Etymologie : latin area « espace libre, sol uni ». Eira ou aira en ancien occitan signifie « lieu vide et libre autour de la maison »        ( XIe siècle) mais déjà à la fin du XIIe aussi « aire à battre le blé ».

Plus tard a été créé le dérivé airée ou ayrie « quantité de gerbes qu’on met en une fois sur l’aire pour la battre », yerado ou eyrado dans le Gard, et naturellement on s’en est servi pour désigner cet espace et le verbe enairá « mettre le blé sur l’aire ».

Dans beaucoup de villages occitans nous trouvons une Rue des Aires ».

La forme airiel, airiel du Compoix n’a été attestée nulle part ailleurs à ce que je sache, mais je pense que le destrador local a voulu bien distinguer la place libre autour de la maison et l’aire à battre le blé.


le cercle est l’aire à battre le blé

Afenassar

Affenacé « ensemencé en pré » dans le Compoix de Valleraugue 1625: Pièce du long du Vallat arrosable nouvellement affenacé contenant pred . L’attestation du Compoix de Valleraugue est la première ! Voir le DOM s.v. afenatge « redevance de foin »

Provençal afenassa  » ensemencer un champ en pré « ,  Marseille afenassar, languedocien afénassa déjà chez l’abbé de Sauvages 1756 sont dérivés du latin fenum ‘foin’.  Le final pour le participe passé est bien sûr une francisation.

Ce n’est pas la même chose que français affener. (afenar et ses dérivés en languedocien, voir Alibert.) également dérivé du latin fenum.
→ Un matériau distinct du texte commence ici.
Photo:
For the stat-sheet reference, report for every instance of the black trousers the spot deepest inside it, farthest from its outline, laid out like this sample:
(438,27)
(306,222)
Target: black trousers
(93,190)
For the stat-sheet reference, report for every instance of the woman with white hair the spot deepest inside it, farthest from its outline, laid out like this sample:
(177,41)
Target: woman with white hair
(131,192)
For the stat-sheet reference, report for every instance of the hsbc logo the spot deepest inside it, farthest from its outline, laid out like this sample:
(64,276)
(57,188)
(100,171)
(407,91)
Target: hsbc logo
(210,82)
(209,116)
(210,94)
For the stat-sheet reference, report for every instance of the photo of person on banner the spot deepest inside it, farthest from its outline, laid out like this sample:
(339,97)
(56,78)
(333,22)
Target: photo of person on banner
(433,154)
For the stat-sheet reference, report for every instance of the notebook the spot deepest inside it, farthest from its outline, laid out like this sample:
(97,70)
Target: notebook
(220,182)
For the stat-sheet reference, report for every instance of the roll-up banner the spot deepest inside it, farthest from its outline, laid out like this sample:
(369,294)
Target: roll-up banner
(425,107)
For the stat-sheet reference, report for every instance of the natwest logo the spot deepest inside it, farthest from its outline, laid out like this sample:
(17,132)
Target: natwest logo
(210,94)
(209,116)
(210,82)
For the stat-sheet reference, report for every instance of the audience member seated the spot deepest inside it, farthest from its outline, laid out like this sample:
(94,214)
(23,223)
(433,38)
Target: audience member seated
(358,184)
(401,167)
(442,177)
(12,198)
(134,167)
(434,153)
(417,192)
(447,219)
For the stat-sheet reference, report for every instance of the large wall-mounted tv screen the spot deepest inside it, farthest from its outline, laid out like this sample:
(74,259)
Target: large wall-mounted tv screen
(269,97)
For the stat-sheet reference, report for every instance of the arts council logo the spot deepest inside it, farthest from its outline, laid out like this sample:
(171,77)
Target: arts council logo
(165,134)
En occitan affenaje est  » l’action d’ensemencer en pré  » et le verbe français affener signifiait autrefois  » faucher  » Voir le TLF.

Cot, acout « pierre à aiguiser »

Cot s.f. « queux, pierre à aiguiser » et  français queux s.f. représentent le latin cōs, cōtem « pierre à aiguiser », comme l’italien cote  et le catalan cot. (FEW II, 1242) En occitan nous trouvons les formes cout(s), cot, acou(t), toujours avec le sens « pierre à aiguiser surtout (la faux) ».  Pour l’abbé de Sauvages co  est synonyme d’ esclafidou  (S1)

La forme queux du français a subi des déformations dues à l’homonymie avec queue du latin coda.

 

 

dalhaïre

L e dalhaire avec la cot. Remarquez le coufié, codier, codil sur sa hanche.

A Marseille et en ancien provençal est attesté le mot escoudo « marteau de carrier, servant à briser les pierres », qui doit dériver d’un verbe escoudar avec le sens « former la pierre à partir du bloc ». Le latin avait déjà créé le dérivé cotarium « coffin du faucheur » mot prononcé coufié, koudié, koutyé en occitan, couié à Champsaur, écrit « codier, codil d’après Alibert. Mistral donne une dizaine de graphies différentes suivant les régions.

La forme languedocienne coudiou, coudièou (Gard) est expliqué par le linguiste Gamillscheg comme une influence des faucheurs lozériens qui venaient faucher dans la plaine. En effet en Lozère cotarium devient régulièrement coudyo, transformée par les employeurs de la plaine en coudiou.   Cet article  qui doit être très intéressant est publié en 1922 dans la revue Archivum Romanicum t.6 (1922). Numérisé mais pas consultable…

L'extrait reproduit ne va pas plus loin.